Toronto’s abstract and experimental music festival Wavelength opens for 2014 tomorrow with, as always, a stellar line-up of bands and artists from all over North America. This festival spans many months with performances ranging from weird noise rock to ambient looped solo artists to major indie pop and electronica acts.Although the April dates have yet to be announced (and it is almost certain that they will be filled with a fairly recognizable act), the clear headliner of the event so far is Colin Stetson – he is performing this Saturday at the Polish Combatants Hall on Beverly Street.
Stetson, who throughout his career has performed with the likes of, Tom Waits, Arcade Fire, TV on the Radio, Feist, Bon Iver, David Byrne, The National, and LCD Soundsystem, has clearly blazed a new trail when it comes to the aspirations of your average virtuosic multi-instrumentalist. Besides being a multireedist (arguably one of the coolest things to ever witness live) he has taken the experience and knowledge gained from his education at the University of Michigan School of Music, his current immersion in a blossoming Montreal art-music scene, and the shared experience of his various collaborators and developed a sound that is impossible to recreate.

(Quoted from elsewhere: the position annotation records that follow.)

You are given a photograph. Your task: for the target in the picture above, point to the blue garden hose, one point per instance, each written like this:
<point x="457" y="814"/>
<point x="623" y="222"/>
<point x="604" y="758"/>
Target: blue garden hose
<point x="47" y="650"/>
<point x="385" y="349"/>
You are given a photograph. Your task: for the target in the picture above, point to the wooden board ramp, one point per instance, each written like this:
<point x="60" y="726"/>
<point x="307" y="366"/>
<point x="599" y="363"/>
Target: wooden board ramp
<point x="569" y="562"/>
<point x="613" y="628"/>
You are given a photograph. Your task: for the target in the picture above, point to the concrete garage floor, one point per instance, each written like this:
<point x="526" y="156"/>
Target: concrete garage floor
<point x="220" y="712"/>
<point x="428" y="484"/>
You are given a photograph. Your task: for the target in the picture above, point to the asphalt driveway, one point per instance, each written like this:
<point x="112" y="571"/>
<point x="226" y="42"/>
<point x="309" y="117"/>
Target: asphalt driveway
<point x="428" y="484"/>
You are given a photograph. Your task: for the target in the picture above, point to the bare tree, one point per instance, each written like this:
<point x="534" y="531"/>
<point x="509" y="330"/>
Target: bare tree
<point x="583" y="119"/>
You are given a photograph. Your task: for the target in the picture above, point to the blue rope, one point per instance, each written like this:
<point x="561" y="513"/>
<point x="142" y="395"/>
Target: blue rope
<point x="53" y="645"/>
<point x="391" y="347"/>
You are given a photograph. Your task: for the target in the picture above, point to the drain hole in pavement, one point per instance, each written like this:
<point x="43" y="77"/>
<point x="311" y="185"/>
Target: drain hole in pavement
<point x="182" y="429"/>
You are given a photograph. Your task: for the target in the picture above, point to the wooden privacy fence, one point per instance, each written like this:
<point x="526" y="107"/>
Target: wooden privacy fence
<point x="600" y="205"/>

In 2008, Stetson redefined the idea of “playing the saxophone” by releasing his first solo record New History Warfare, Vol. 1. The record received tremendous critical acclaim, even though it was largely ignored in mainstream Jazz and Pop circles. Despite this snub, Stetson’s second offering, New History Warfare Vol. 2: Judges landed him on the 2011 Polaris Prize shortlist and solidified his place in the world of art-music. Coincidentally, the album which took home top prize that year, Arcade Fire’s The Suburbs, featured Stetson himself as a performer and collaborator.
Currently Stetson is onto his third solo offering, aptly titled New History Warfare Vol. 3: To See More Light, which Pitchfork has dubbed “A hugely impressive achievement…” and described it as “a sound that could only come from one person on earth”.
A lot can be said about the sound, however it is truly incredible that this man can create this sound without any aid of over-dubbing and all in single-takes. We are watching the future of what it means to be a multi-instrumentalist – it’s only a matter of time before concert halls and symphony’s are calling on Stetson for performances and residencies – and it’ll cost me a lot more than $20 to see him play.
Without a doubt Stetson’s music needs to be heard to be believed.